Blackie cautions against staying in this place as that is a sign of our “culture of narcissists, excessively focused on the perfection of our own pain,” (p.134). I’m beginning to sense that when someone advises “self-care” they may actually be suggesting without intent or malice that we keep returning to our wounds, tending them, caring for them. That may heal, but it can also keep them raw. For me, I need to carry the pain. It is a rock in my shoe telling me that things are not o.k. It may eventually be the story of how it bore deeply into my foot, made me limp, almost destroyed my pilgrimage on the Earth, but did not disfigure me. I realized what it was and stopped, removed the rock, and let myself heal, before going forward. But this isn’t just about me. We are all on this journey together and we are all sharing this pain, even if some of us don’t fully realize it yet. This may seem like it is only about each of us individually, and for what it’s worth, I’ve been to the mirror, seen myself clearly, and didn’t like what I saw. With all excuses gone, “only grief is left—the great grief which comes from knowing that you have failed yourself,” p. 135. That is the Truth on which I walk. That is the Truth on which we all walk. But I can change that. At my age and in this era, I will not stay in this pain nor will I fall apart. I will not run toward the nearest exit nor will I abandon the Earth or others to a less than loving state. I can change. We can change.

Blackie leads us to discover a path. I am ready to plunge into the rest of the book, spend what’s left of my evening immersed in the story, navigate my way to what I fantasize will be a happy ending even though I know it won’t be. First, I’ll go back to the beginning as I will do with my life and read to this point. For now, these few pages are enough to answer my prayer. It is enough to know another has been in this place psychically, spiritually, has pulled the stories from years ago into the present as evidence that this is where women go when the pain of life is too great. It is enough to know that crazy is the right and sometimes only response when the hurt is cavernous. It is enough to know that others have been on this path. It is enough to know they shared the journey.

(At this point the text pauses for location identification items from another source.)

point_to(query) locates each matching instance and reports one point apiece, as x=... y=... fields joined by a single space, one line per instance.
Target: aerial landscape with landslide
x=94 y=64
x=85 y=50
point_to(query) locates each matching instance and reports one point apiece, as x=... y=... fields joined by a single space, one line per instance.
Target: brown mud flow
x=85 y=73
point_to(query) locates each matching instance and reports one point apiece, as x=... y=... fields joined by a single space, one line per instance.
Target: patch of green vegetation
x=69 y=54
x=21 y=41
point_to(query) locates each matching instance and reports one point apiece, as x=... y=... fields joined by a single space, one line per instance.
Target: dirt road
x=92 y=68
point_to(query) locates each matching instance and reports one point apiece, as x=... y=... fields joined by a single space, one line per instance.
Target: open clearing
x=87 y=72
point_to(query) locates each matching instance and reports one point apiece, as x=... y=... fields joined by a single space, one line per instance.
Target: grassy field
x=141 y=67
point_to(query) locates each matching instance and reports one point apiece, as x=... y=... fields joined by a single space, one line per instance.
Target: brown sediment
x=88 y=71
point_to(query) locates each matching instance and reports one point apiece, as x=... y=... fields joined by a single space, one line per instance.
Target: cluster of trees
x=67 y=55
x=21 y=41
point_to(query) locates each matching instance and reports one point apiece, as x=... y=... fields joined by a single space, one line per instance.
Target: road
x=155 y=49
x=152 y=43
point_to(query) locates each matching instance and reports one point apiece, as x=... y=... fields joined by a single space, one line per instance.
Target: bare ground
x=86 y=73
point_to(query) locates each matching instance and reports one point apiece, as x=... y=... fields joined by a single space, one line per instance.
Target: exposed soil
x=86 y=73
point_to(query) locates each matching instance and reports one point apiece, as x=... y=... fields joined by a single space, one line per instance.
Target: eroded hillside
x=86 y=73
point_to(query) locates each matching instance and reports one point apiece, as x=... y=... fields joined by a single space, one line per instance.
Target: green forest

It is enough to know that the pain will return, but like the women before me and those in the present, we will face it and find our way. It is enough to know that others have heard the voices: start with the land, listen, find a sense of place. You are a steward of the Earth and her children. You are not crazy, although you are definitely mad. It is enough to know that others have stood before and are standing now. It is enough to know that we rise rooted on the Earth and with each other. We will repair the fabric of this world and thread by thread we will reweave our hearts in love.